Friday, June 10, 2005

Bad news on the medical front III

I haven't had a single medical class yet, and already I'm acting like a doctor. I told my uncle (the one from BNOTMF1) that he should look into taking two more drugs - just pulled them out of my ass. I know like, 10 drugs - what are the odds that I know one, much less two, that will help him, especially absent anything other than talking to him?

Second, I suggested that two of my other family members might have some kind of social anxiety disorder, and recommended that they consult with mental health professionals (while hinting that drugs could 'make them better').

Third, I have been getting giddy about my white coat ceremony. Some things, they celebrate when you leave, like graduation. For medicine, they celebrate when you show up.
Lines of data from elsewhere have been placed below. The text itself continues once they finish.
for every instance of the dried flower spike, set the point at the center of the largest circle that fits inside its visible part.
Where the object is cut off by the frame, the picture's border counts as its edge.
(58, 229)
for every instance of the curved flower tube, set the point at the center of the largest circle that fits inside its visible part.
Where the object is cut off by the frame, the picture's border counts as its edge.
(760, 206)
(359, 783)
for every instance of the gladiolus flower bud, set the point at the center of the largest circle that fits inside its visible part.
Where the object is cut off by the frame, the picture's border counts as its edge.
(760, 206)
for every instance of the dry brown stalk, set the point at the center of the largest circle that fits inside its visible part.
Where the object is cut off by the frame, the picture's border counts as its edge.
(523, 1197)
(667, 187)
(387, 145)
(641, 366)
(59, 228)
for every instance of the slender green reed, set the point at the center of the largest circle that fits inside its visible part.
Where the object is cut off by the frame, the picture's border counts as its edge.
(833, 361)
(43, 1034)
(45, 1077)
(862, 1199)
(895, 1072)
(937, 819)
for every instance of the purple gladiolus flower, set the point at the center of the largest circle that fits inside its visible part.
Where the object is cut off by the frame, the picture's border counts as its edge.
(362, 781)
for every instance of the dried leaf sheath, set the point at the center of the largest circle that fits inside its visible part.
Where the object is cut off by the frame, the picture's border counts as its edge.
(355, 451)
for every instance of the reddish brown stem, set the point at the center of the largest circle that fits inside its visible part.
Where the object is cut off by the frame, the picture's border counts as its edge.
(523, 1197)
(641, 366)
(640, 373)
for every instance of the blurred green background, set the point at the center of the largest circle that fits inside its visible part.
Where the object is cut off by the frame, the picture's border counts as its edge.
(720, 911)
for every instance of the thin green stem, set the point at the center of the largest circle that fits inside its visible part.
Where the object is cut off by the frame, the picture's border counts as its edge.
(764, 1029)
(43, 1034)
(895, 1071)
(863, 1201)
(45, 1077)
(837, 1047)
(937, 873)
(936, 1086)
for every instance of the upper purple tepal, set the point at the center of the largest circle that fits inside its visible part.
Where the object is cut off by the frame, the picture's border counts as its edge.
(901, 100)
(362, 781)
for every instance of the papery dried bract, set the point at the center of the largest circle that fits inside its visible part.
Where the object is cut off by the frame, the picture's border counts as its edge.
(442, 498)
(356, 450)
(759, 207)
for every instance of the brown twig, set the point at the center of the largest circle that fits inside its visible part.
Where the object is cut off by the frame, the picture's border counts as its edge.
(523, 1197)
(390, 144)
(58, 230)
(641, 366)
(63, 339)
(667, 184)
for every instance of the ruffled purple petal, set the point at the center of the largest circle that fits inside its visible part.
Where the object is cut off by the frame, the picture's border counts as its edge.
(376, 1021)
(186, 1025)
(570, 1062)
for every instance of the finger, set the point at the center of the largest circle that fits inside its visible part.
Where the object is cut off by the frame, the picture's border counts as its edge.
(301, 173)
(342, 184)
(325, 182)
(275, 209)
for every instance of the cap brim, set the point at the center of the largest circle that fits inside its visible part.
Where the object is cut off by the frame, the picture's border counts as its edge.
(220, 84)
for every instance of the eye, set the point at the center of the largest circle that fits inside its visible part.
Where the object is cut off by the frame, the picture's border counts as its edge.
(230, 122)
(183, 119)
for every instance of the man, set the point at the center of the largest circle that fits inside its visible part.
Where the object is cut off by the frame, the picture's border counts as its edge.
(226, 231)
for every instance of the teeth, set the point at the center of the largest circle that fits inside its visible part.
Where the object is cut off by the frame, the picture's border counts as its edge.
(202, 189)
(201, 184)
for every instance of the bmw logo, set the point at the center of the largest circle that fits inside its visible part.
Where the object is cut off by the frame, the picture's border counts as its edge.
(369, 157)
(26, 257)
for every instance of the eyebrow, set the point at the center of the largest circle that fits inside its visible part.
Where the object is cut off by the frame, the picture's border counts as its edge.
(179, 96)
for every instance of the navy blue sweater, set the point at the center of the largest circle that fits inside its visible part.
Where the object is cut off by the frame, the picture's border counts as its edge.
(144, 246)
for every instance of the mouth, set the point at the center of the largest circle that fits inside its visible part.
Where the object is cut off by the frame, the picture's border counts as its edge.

They put on a big pseudo-religious (or religious) ceremony, administer the hippocratic oath and symbolically induct you into the priesthood with your white coat (the modern oath is a bit more PC).

With all my heart, I realize I should just forget about it, collect my white coat when necessary and get on with my life. But then I said, "don't I want to meet my classmates?" Of course! And what better opportunity? (Don't answer that). So I was like, "Oh, I'll invite my mom!" (She'll be in town, moving me in). And then I got an admitted student mailer, and they're like "You can invite up to five people - they get really nice invitations." And I'm thinking, "cool, nice invitations." By they way, my institution claims* to have invented the white coat ceremony, so you just know it's going to be overblown.

Then I spent all afternoon trying to figure out if I want a size 38 or a 40, and whether I should get long, or standard size. Yeesh. The final answer, by the way, is 38 long. Why? 1) I'm probably not going to be wearing the coat over my winter jacket and 2) When I was a little kid, I always wanted a cape. In fact, my entire fascination with science and medicine might be traced to the fact that these people get to wear cape-like things every day as a matter of course. A longer 'cape' enhances the super-hero experience. Although, if I were to pick a super power, it would be "making people do whatever I want by scratching them behind the ears"** as opposed to, "pushing drugs."

** We're going to have a facebook, and one of the questions was, "What super power would you have, and what would your name be." I'm 'catnip' if you must know. It was either that or have the super power of always having tea no matter what, and the tea is really good (I was going to call myself, 'The Teabagger' so this one obviously wins on the name). Seriously.

* This is getting it's own post, as it sprawls into a larger issue.